鍵の開くカチャリという微かな音に、名前は読んでいた本を閉じて音の主を見やった。
「お疲れー。」
「…まだ起きていやがったのか。」
ツンツンと立てた金髪も若干くたびれ気味に、ゴトリと床に銃火器を降ろした蛭魔は、若干驚いたようにに名前を見る。珍しく疲れ気味な蛭魔の様子にクスリと笑い、名前は軽くあくびをしながらソファーから立ち上がった。
「シャワー浴びてきなよ。小腹空いてる?」
「おう。」
「軽く何か作るわ。
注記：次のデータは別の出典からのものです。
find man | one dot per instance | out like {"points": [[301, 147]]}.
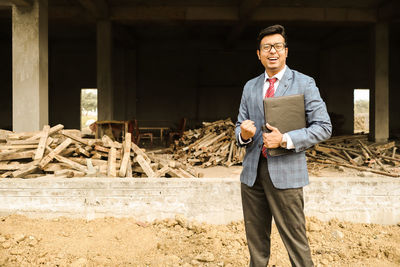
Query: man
{"points": [[272, 186]]}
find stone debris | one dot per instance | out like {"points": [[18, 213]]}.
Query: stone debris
{"points": [[213, 144], [57, 152]]}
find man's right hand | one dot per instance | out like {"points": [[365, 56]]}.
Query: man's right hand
{"points": [[248, 129]]}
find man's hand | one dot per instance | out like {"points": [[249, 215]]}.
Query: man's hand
{"points": [[248, 129], [272, 139]]}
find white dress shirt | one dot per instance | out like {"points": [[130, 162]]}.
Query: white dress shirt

」
学生向けアパートにありがちな、狭い台所に向かう名前の表情は少し眠たげで、コンパで遅くなる蛭魔を待って起きていた事が分かる。言葉に出すと嬉々としてウザく絡まれるので、名前の後ろ姿にチラリと目をやるに留め、蛭魔は浴室へと姿を消した。
「もう夜中だし、軽めで作ってみた。」
そう言いつつ名前が出した椀には、ほかほかと湯気を立てる出汁。具はふわふわの卵と人参、玉ねぎ、ちくわ。彩りに小葱が散らされた麺類だった。中の麺はどこか見慣れたような……。
「そうめん?」
「そうデス。料理としては、多分にゅうめん的なモノと称しよう。」
「なんだよ、にゅうめん的なモノって。」
とぼけた言い回しに思わず突っ込むと、頬杖をつきながら名前は眠たげに笑う。
「だって、レシピうろ覚えだし。まあ、胃に優しいのは確かでしょ。」
「確かにな。」
温かい麺を啜ると、ふわりと薄味の出汁が香る。ほっとする味は正直言って旨いが、蛭魔の性格上、決して褒めはしない。
「…お酒は程々にね。」
「おう。」
蛭魔が最後の一滴まで汁を飲み干すと、名前は本格的に眠いようで、あくびを噛み殺したために若干涙目になっていた。時刻は1時を指そうとしている。
「いい加減寝るか。」
「そだねー。そういや明日1限だ……すでに遅刻しそう。」
「先に寝てりゃ良かったんだよ。」
「それだと妖一に会えないじゃないの。」
「…言ってろ。」
照れ隠しに軽く頭を叩くと、名前は幸せそうにふにゃりと笑った。